Nicht gut auf die Kanzlerin war einst auch Norbert Röttgen zu sprechen. Merkel entließ den damaligen Umweltminister im Jahr 2012 aus dem Bundeskabinett, nachdem Röttgen als Spitzenkandidat bei der Landtagswahl in Nordrhein-Westfalen die CDU in ein Debakel geführt hatte. Der Abgesetzte erfand sich neu und ist heute Vorsitzender des Auswärtigen Ausschusses im Bundestag. Er gilt als ausgewiesener Transatlantiker und Kritiker des russischen Präsidenten Wladimir Putin. Er fordert zum Beispiel den Baustopp der Erdgas-Pipeline Nord Stream 2.

Chancen auf den CDU-Vorsitz werden Röttgen nur bedingt eingeräumt, seine Popularität ist zuletzt aber gestiegen. Ginge es nach der Parteibasis, würde Merz wohl das Rennen machen. Gewählt wird der neue Vorsitzende aber von Funktionären. 1.001 Delegierte stimmen am 16. Jänner beim Parteitag ab, der Corona-bedingt fast vollständig online abgewickelt wird. Weil es keinen erklärten Favoriten gibt, wird auch über einen Überraschungskandidaten spekuliert. Als solcher könnte sich nach Merz, Laschet und Röttgen ein weiterer Mann aus Nordrhein-Westfalen entpuppen: Ralph Brinkhaus.

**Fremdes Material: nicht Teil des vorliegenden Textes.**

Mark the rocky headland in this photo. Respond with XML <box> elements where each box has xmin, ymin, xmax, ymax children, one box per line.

Fraktionschef Brinkhaus gewinnt in der Krise an Profil

Der Chef der Bundestagsfraktion von CDU/CSU setzte sich im Rennen um den Job einst gegen einen Merkel-Vertrauten durch. Nicht nur das verschafft ihm Respekt bei Kritikern der Kanzlerin. Er gewann in der Corona-Krise an Statur und kritisierte etwa, das Parlament spiele in der Pandemiepolitik nur eine Statistenrolle. Auch dass der Bund viel größere finanzielle Lasten bei der Bewältigung der Krise als die Länder trägt, stößt Brinkhaus sauer auf. Die Merz’sche Direktheit, gepaart mit einem weniger polarisierenden Auftritt - das macht den 52-Jährigen zum potenziellen Kandidaten.

Auf die Kür in der CDU folgt die nächste, und zwar innerhalb der konservativen Parteienfamilie. Dass Bayerns CSU-Ministerpräsident Markus Söder seinen Platz nur im Freistaat sieht und nicht auf die Kanzlerkandidatur schielt, nehmen ihm viele Beobachter nicht ab. Wann CDU und CSU die Personalie entscheiden, ist derzeit ebenso unklar wie, auf wen die Wahl fällt. Deswegen keine Prognose an dieser Stelle.